Bread and wine as a coded sign to King Saul

            Conscientious objectors

The red poppy became a symbol of bloody conflict after the Great War of 1914-18 had claimed so many young lives on the poppy-carpeted fields of Europe. But also during that war white poppies had been imposed on conscientious objectors by women in the street because they had not volunteered to go to The Front. They were viewed as cowards, even though they had abstained in moral protest at the taking of human life. For them, too, the war years were painful. They were despised and, either shunned in public, or confronted, spat upon, denied employment, and even sent to prison. And if any soldier came home on leave as a newly convinced C.O., he would be court martialed and shot dead for desertion.

            ‘David of Bethlehem, C.O.’?

Although young David willingly killed lion, bear and Philistines, like a C.O. of deep conviction he refused to assassinate reprobate King Saul (who had continuously attempted to exterminate him}, even when he found His Majesty defenceless and accessible. On one occasion Saul entered his cave to relieve himself, laying aside his royal coat from which David cut some material. And one night David discovered Saul and his bodyguard sound asleep under the stars with a spear conveniently planted upright by his pillow (see 1 Samuel 24:1-23; 26:1-25).

            Saul receives two memorable gifts of bread and wine

When David was sent by his father to become a court musician, to relieve Saul’s demonic attacks, he brought with him ‘a donkey laden with bread and a skin of wine and a young goat(1 Samuel 16:20).
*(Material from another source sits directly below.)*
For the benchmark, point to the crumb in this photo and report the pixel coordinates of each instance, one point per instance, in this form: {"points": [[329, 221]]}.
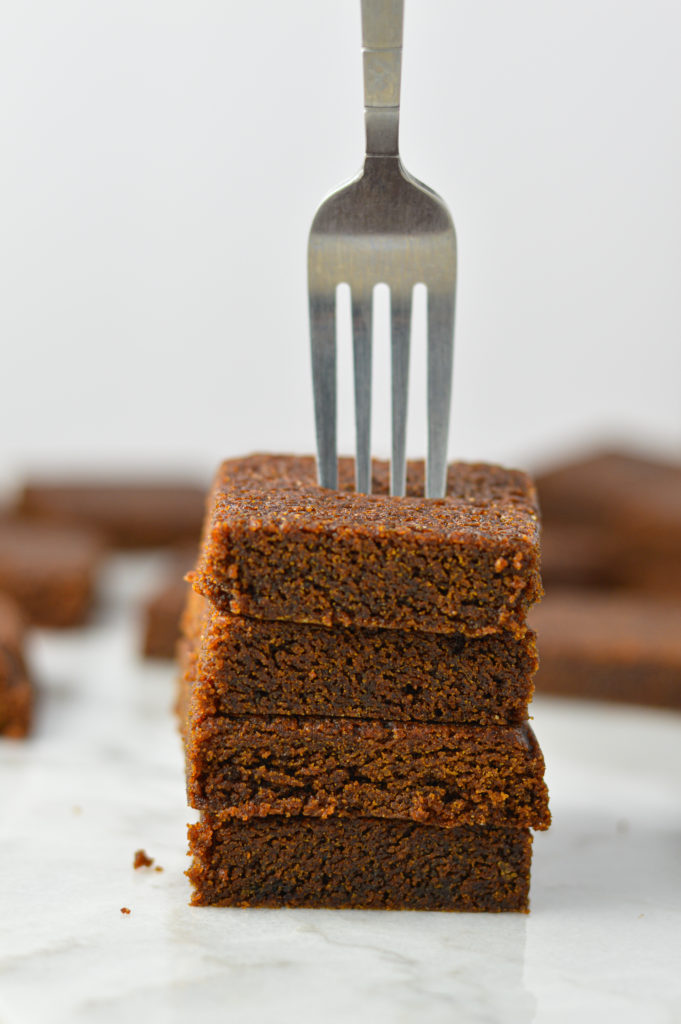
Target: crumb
{"points": [[141, 860]]}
This gift may well have caused Saul’s heart to miss a beat by recalling the day when he was unexpectedly called by the Lord to be Israel’s first king. ‘Samuel took a flask of oil and poured it on his head … and said, ‘… you shall reign over the people of the Lord … And this shall be the sign to you’ – among several successive encounters, ‘Three men … will meet you…, one carrying three young goats, another carrying three loaves of bread and another carrying  a skin of wine. And’ not only that, but ‘you will meet a group of prophets … with harp, tambourine, flute, and lyre … prophesying. Then the spirit of the Lord will rush upon you, and you will prophesy with them and be turned into another man’ 1 Samuel 10:1-6).

But all that initial dynamic had been lost through his presumptuous disobedience to the Lord’s directions: ‘Now the Spirit of the Lord departed from Saul, and a harmful spirit … tormented him’, while ‘the Spirit of the Lord rushed upon David’ when ‘Samuel … anointed him in the midst of his brothers’ (1 Samuel 16:13-14).

            Saul’s tragic end

Eventually Saul died in disgrace on the battlefield as a suicide. ‘Bread and wine’ did not convey God’s blessing on him. He was like one who ‘eats and drinks judgement on himself’ as did ‘many’ partakers of the Lord’s Supper at Corinth who became ‘weak and ill, and some … died’ (1 Corinthians 11:27-34). And Judas Iscariot went from ‘the last supper’ and ‘hanged himself’ (Matthew 26:5).